De aanval stond bekend als Stuxnet en blijft een van de meest geavanceerde en ongeziene hackoperaties die ooit zijn uitgevoerd.
Lees ook: Waarom je nooit iemand anders zijn oplaadkabel mag lenen…
Iran zint op wraak
Vroeger richtten hackers uit Iran zich regelmatig op Amerikaanse financiële instellingen en kritieke infrastructuur. Tijdens de onderhandelingen rond de nucleaire deal met de VS, was dat wat gaan liggen. Die ‘relatieve terughoudendheid’ van Iran zal nu wellicht wijken voor nieuwe operaties na de aanslag op Suleimani.
En ‘relatieve terughoudendheid’ kies ik bewust. Want recent werd nog bekend dat Iraanse regeringshackers probeerden de herverkiezingscampagne van president Trump te dwarsbomen.

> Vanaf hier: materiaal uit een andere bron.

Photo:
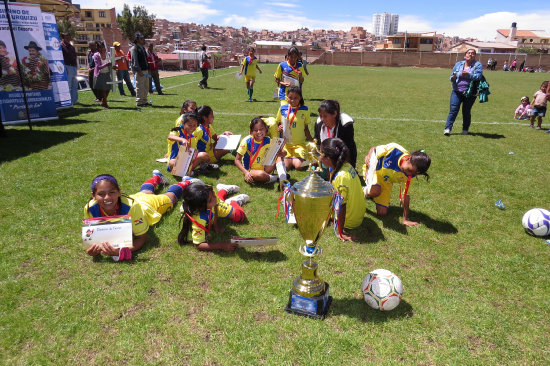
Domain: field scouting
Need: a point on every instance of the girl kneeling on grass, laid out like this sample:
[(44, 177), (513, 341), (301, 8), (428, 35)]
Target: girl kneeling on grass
[(185, 136), (201, 208), (251, 152), (344, 178), (297, 116), (208, 138), (145, 207), (394, 165)]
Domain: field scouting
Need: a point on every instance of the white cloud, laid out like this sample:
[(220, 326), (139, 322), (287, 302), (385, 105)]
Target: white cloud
[(284, 5)]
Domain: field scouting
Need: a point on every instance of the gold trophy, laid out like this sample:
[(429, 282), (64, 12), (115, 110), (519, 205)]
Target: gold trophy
[(312, 204)]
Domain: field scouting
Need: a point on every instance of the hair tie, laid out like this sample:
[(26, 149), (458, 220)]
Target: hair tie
[(99, 178)]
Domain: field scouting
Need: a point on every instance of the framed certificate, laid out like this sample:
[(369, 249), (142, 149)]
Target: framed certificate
[(116, 230)]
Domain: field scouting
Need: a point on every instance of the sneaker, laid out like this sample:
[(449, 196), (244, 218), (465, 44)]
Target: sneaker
[(241, 199), (163, 180), (229, 188)]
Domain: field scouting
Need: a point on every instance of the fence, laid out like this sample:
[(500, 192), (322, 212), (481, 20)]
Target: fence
[(427, 59)]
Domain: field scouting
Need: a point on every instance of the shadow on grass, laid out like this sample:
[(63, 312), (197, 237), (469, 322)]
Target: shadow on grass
[(357, 308), (152, 242), (391, 221), (20, 143), (271, 256), (493, 136)]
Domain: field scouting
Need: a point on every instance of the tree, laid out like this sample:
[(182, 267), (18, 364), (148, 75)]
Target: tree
[(65, 26), (135, 20)]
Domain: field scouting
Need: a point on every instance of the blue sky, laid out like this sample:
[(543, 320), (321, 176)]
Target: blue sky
[(479, 19)]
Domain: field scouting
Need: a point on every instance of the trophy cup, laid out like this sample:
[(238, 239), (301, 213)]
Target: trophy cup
[(312, 203)]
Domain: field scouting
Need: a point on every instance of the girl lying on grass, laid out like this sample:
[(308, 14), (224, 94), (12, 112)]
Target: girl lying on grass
[(145, 207), (251, 153), (202, 206), (344, 178), (394, 165), (185, 136)]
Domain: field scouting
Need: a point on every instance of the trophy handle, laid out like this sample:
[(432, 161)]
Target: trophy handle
[(313, 151)]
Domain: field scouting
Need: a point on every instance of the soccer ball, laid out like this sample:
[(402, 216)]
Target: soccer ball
[(537, 222), (382, 290)]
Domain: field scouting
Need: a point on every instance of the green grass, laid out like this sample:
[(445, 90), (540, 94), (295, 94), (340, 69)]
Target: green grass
[(475, 283)]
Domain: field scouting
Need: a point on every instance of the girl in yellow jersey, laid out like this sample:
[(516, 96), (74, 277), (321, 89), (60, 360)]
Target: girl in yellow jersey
[(251, 152), (344, 178), (297, 134), (394, 164)]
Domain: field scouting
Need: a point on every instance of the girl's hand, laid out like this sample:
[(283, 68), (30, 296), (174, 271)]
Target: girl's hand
[(94, 250), (230, 247), (109, 250)]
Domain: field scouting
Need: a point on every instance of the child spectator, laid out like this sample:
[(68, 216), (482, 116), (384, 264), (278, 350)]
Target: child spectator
[(523, 110), (539, 105)]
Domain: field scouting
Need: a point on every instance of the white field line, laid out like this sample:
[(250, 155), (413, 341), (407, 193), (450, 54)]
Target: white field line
[(363, 118)]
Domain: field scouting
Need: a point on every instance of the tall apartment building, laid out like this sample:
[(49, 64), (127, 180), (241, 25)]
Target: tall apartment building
[(385, 24)]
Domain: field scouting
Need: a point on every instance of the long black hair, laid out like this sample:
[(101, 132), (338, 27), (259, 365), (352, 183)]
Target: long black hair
[(336, 151), (195, 199)]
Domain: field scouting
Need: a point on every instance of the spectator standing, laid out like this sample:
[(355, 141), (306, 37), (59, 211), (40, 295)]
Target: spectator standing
[(122, 73), (153, 61), (91, 66), (69, 56), (205, 65), (140, 68)]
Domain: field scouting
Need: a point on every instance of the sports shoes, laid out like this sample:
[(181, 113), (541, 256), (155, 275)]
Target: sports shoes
[(163, 180), (241, 199), (229, 188)]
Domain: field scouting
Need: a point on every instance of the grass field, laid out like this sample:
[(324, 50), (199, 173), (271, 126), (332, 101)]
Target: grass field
[(474, 281)]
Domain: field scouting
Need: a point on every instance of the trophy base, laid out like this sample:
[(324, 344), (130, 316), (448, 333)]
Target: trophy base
[(313, 307)]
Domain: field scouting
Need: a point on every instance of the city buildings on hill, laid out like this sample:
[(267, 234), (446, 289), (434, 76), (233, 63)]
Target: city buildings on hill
[(385, 24)]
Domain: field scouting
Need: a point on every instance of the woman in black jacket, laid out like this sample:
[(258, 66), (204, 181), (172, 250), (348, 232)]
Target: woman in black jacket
[(332, 123)]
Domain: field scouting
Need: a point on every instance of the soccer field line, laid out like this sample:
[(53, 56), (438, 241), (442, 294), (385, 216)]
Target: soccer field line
[(196, 81), (372, 118)]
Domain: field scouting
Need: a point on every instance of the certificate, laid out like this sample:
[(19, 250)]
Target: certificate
[(183, 161), (227, 142), (115, 230)]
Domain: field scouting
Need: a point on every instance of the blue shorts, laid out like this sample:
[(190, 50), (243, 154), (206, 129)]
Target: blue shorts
[(538, 111)]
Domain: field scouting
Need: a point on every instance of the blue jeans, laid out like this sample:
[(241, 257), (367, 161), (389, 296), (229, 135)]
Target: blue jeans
[(73, 84), (124, 75), (458, 98)]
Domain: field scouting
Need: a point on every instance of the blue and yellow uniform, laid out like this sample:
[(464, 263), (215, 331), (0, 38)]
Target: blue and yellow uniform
[(388, 171), (202, 221), (145, 209), (174, 146), (205, 143), (249, 70), (298, 119), (348, 185), (284, 71), (272, 127), (251, 148)]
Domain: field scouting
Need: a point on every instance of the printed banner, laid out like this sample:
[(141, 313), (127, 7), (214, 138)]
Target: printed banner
[(58, 76), (31, 47)]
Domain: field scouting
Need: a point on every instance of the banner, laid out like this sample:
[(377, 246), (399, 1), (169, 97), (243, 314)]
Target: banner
[(31, 45), (58, 76)]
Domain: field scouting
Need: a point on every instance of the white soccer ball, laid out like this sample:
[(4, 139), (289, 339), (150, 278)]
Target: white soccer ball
[(537, 222), (382, 290)]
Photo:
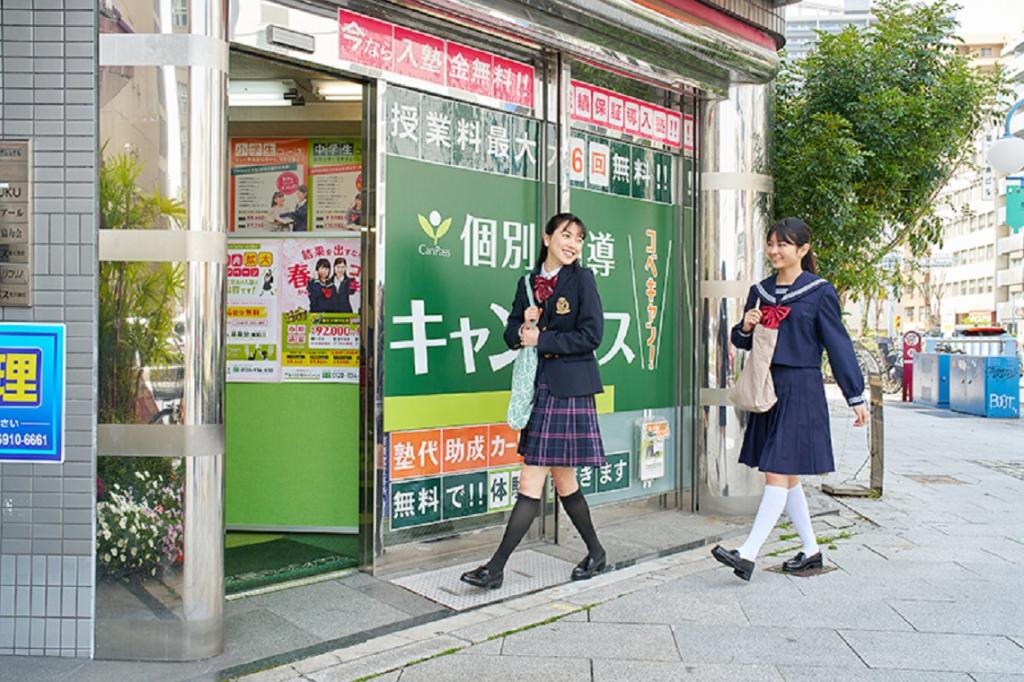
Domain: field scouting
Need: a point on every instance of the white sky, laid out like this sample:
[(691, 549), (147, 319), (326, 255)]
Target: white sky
[(999, 16), (976, 16)]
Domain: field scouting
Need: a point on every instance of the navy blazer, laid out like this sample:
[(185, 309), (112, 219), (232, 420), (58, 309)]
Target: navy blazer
[(571, 328), (340, 300), (318, 301), (814, 324), (300, 214)]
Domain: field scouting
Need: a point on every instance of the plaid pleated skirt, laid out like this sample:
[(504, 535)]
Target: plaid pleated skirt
[(562, 432)]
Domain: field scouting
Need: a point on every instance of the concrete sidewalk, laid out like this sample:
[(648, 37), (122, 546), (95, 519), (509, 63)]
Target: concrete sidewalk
[(926, 585)]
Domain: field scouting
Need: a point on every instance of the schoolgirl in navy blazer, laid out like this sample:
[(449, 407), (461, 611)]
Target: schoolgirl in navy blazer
[(571, 328), (814, 324)]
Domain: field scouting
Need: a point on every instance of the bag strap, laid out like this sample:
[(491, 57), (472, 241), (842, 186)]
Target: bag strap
[(529, 290)]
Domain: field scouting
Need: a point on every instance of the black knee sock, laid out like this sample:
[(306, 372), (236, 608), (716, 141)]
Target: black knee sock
[(523, 514), (579, 512)]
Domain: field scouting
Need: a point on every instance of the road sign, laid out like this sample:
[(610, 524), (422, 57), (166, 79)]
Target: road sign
[(911, 346), (1015, 206)]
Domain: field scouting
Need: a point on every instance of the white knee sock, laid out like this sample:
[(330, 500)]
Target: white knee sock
[(796, 509), (772, 504)]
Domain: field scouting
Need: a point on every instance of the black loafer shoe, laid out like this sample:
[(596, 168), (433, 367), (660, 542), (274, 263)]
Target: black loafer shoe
[(589, 567), (741, 567), (803, 562), (483, 578)]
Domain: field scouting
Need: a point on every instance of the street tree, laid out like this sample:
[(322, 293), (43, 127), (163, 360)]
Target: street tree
[(869, 127)]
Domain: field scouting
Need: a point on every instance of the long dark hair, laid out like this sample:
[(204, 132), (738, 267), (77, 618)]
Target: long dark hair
[(557, 221), (796, 231)]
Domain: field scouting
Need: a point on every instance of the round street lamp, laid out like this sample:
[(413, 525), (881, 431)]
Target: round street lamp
[(1007, 154)]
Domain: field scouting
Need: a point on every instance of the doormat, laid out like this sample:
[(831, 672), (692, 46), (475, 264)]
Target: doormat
[(526, 571), (280, 558), (1013, 468)]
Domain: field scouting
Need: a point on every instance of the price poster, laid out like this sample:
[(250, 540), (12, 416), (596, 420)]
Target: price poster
[(652, 437), (320, 309), (253, 321), (268, 185)]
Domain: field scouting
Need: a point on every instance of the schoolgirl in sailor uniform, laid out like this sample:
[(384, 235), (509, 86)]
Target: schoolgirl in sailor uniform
[(566, 327), (793, 438)]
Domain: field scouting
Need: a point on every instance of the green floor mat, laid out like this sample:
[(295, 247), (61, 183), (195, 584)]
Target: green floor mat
[(253, 565)]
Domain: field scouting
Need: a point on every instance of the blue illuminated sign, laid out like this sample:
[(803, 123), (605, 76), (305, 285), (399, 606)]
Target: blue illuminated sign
[(32, 392)]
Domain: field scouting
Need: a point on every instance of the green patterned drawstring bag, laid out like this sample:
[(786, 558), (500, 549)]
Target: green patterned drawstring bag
[(523, 378)]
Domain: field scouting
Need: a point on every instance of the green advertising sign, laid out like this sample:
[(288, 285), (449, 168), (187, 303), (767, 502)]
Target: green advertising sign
[(462, 226), (614, 475)]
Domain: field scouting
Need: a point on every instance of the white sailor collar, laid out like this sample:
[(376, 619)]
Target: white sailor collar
[(804, 284)]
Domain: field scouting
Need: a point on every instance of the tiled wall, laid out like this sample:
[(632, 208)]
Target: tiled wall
[(48, 94)]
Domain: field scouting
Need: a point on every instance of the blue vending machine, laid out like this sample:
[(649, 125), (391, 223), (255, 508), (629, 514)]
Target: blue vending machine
[(987, 386)]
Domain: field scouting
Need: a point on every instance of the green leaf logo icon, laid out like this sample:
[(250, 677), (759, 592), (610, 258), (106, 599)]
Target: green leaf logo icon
[(434, 226)]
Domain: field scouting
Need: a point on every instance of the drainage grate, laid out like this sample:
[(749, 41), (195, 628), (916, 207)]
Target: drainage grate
[(525, 571), (1013, 468), (940, 479)]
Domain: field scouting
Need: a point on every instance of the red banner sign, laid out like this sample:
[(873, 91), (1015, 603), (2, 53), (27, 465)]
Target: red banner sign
[(391, 48), (589, 103)]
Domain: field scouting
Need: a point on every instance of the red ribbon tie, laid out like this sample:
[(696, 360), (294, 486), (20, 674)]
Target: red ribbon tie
[(772, 315)]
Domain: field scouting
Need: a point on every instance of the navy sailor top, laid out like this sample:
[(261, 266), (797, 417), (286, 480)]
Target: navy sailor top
[(814, 325)]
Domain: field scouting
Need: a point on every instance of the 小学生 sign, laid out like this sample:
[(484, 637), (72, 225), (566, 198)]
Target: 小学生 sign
[(32, 392)]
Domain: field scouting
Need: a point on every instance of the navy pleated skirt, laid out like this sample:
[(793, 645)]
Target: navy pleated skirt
[(562, 432), (793, 437)]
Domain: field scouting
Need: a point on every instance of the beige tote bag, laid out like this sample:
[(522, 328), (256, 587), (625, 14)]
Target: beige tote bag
[(755, 390)]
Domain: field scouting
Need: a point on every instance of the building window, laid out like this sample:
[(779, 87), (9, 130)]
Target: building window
[(179, 13)]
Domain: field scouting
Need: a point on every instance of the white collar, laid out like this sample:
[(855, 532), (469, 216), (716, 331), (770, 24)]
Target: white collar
[(548, 275)]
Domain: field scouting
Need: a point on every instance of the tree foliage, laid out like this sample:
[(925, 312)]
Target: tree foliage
[(138, 302), (869, 127)]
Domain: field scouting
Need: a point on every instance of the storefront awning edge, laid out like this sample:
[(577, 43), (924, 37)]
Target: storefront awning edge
[(625, 36)]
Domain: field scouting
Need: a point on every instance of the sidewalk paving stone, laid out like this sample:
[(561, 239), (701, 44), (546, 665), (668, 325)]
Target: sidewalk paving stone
[(659, 605), (754, 645), (595, 640), (794, 674), (832, 612), (506, 669), (633, 671), (999, 614), (925, 651)]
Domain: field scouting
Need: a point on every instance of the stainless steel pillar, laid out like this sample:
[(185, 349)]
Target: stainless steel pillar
[(182, 47), (735, 195)]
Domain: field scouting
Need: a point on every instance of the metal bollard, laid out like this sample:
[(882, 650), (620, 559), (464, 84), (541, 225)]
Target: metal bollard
[(877, 448), (878, 442)]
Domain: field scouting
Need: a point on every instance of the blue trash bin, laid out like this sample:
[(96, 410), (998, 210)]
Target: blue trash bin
[(987, 386), (931, 379)]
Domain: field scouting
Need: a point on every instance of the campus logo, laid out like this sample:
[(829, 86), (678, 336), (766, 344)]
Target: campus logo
[(435, 227)]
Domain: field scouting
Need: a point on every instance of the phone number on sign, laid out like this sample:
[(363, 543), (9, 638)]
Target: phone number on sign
[(334, 336), (24, 439)]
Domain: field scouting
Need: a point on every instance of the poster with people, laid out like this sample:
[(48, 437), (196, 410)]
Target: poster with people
[(320, 307), (268, 185), (336, 180), (253, 322), (295, 184)]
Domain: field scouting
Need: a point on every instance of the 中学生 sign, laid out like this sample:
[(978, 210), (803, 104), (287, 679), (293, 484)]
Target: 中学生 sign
[(32, 392)]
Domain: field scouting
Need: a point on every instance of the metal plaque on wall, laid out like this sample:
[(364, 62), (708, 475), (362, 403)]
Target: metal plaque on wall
[(15, 223)]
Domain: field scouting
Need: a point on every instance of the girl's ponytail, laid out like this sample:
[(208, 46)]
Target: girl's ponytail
[(810, 262)]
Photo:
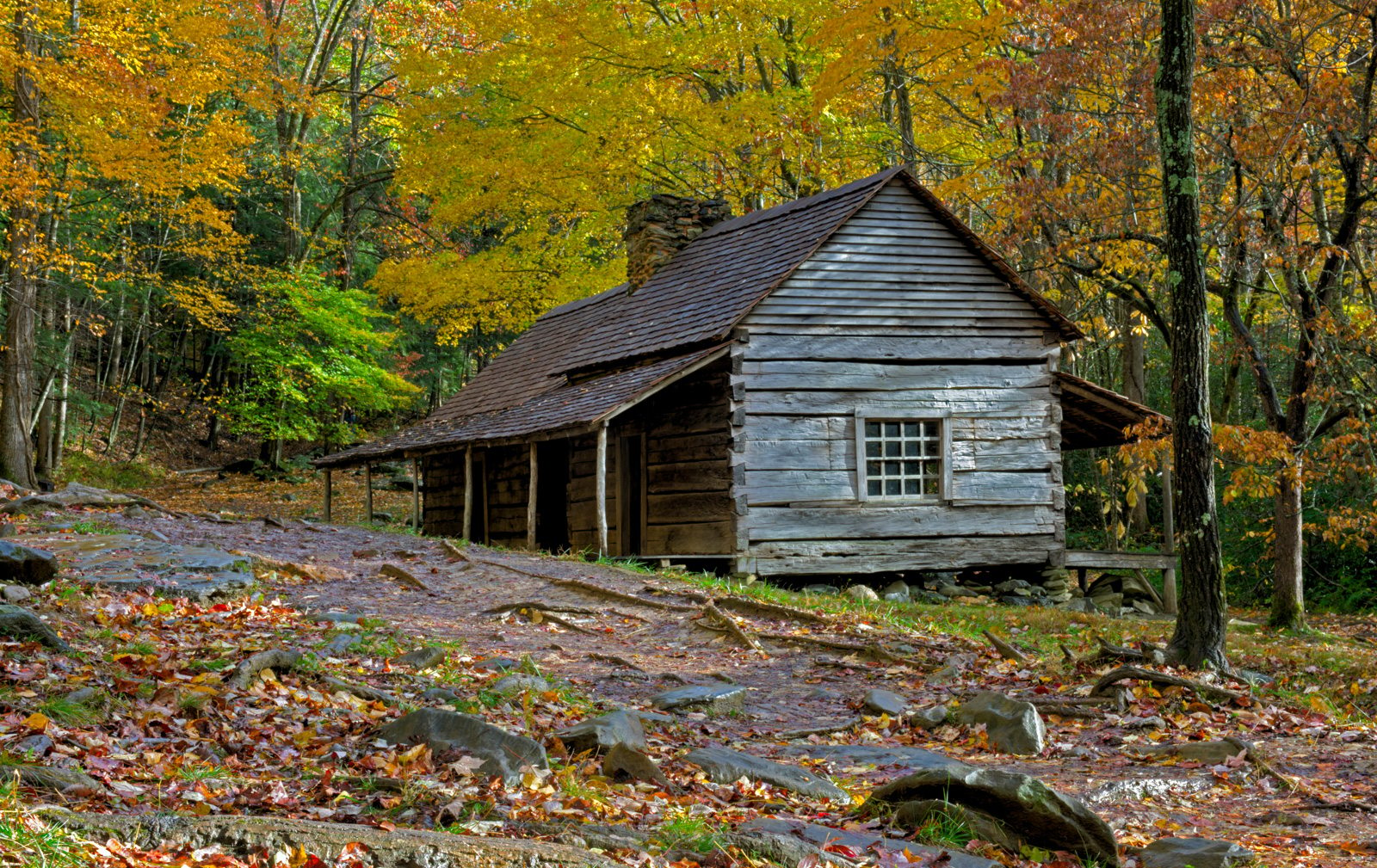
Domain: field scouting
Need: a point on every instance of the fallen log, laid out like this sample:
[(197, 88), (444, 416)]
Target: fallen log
[(403, 578), (733, 627), (401, 847)]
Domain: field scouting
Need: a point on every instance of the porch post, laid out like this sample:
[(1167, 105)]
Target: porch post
[(330, 494), (468, 493), (368, 491), (417, 494), (602, 489), (1168, 535), (530, 500)]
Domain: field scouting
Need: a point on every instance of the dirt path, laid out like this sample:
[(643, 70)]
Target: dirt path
[(635, 649)]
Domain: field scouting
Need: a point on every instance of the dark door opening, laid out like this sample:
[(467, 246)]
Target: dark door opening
[(553, 496), (631, 494), (479, 532)]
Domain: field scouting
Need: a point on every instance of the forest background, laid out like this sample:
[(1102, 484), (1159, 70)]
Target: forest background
[(293, 223)]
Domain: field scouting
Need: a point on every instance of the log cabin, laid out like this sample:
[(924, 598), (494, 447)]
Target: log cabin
[(846, 384)]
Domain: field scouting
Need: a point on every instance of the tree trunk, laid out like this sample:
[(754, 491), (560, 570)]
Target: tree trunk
[(1200, 627), (22, 301), (1135, 388), (1287, 581)]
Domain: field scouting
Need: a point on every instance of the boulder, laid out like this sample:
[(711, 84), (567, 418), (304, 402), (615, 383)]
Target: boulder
[(725, 766), (1012, 727), (18, 622), (25, 566), (520, 681), (862, 593), (423, 658), (624, 762), (15, 593), (716, 699), (602, 734), (1193, 853), (502, 751), (885, 702), (1028, 808)]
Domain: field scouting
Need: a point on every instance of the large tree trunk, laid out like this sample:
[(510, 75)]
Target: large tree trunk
[(22, 291), (1287, 581), (1200, 627)]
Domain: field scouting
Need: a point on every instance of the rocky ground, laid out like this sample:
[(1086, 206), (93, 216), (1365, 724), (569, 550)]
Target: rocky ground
[(346, 674)]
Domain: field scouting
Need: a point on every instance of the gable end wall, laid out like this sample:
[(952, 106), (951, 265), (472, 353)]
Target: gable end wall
[(895, 317)]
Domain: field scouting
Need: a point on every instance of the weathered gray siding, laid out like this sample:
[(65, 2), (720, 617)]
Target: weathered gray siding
[(895, 317)]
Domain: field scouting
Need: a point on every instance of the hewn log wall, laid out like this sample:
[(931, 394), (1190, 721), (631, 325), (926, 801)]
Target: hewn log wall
[(895, 317)]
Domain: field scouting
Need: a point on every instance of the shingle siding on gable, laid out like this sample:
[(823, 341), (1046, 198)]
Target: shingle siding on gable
[(895, 317)]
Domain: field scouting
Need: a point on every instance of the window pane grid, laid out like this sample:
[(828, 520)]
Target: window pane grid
[(902, 459)]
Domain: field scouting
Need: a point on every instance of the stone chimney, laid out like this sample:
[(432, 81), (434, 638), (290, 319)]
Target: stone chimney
[(661, 226)]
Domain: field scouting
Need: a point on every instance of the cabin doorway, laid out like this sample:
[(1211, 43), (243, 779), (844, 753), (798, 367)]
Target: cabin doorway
[(553, 496), (631, 494), (479, 518)]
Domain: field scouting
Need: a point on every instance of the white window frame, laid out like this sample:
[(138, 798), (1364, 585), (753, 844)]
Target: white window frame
[(943, 422)]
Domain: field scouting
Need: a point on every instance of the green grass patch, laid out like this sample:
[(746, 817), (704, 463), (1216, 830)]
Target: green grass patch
[(690, 833), (114, 475)]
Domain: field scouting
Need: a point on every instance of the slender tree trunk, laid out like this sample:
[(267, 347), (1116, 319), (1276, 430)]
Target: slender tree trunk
[(1200, 627), (1287, 581), (1133, 369), (22, 296)]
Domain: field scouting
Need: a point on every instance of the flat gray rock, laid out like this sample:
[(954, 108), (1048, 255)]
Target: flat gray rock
[(1193, 853), (715, 699), (15, 593), (502, 751), (603, 734), (725, 766), (929, 718), (27, 566), (885, 702), (878, 755), (826, 835), (18, 622), (423, 658), (520, 681), (1012, 727), (1026, 806)]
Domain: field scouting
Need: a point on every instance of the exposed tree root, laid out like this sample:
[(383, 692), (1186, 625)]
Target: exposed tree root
[(818, 730), (251, 666), (733, 627), (1005, 649), (386, 849), (1113, 677), (404, 578), (362, 691), (614, 659), (303, 571), (878, 652)]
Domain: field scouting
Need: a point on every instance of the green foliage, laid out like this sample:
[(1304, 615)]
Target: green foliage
[(314, 353)]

Iran beperkt zich niet tot het Westen. Ze zijn een heel decennium lang uitzonderlijk actief geweest in het hacken van het hele Midden-Oosten. Saoedi-Arabië, de belangrijkste regionale rivaal van Iran en een van de belangrijkste bondgenoten van Amerika, is een herhaaldelijk doelwit geweest.
In 2015 veroorzaakten Iraanse hackers een massale stroomstoring in Turkije die meer dan 12 uur duurde. Een soortgelijke aanval op het Amerikaanse elektriciteitsnet is niet uitgesloten.
Incasseren en recupereren
In 2012 werden Amerikaanse financiële instellingen online aangevallen; ook hier werd naar Iran gewezen. Stel je voor dat dit zich herhaalt en succesvol blijkt; dat financiële transacties niet kunnen worden afgerond of dat de beurs niet operationeel kan zijn. De gevolgen zouden wereldwijd worden gevoeld.

De impact van dit soort aanvallen hangt samen met de veerkracht van het doelwit; m.a.w. de snelheid waarmee agentschappen en instellingen zich kunnen herstellen. Cyber-defensie mag zich daarom niet beperken tot preventie, maar ook focussen op het maximaal kunnen herstellen van infrastructuur na een aanval. Je moet dus kunnen incasseren maar ook snel recupereren.
Eigenlijk mogen we wel zeker zijn dat er een cyberaanval komt. Maar waar en wanneer? Die angst en onzekerheid zijn op zich ook al een wapen.
Cyber… maar met echte mensenlevens
Voortaan zal in elk modern conflict cyber een rol spelen, aldus bronnen uit de inlichtingenwereld.
In de context van de aanlag op generaal Qasem Soleimani zal niet alleen de Verenigde Staten moeten opletten. Ook Saoedi-Arabië, Israël en Koeweit worden geïdentificeerd als bijzonder waarschijnlijke doelwitten.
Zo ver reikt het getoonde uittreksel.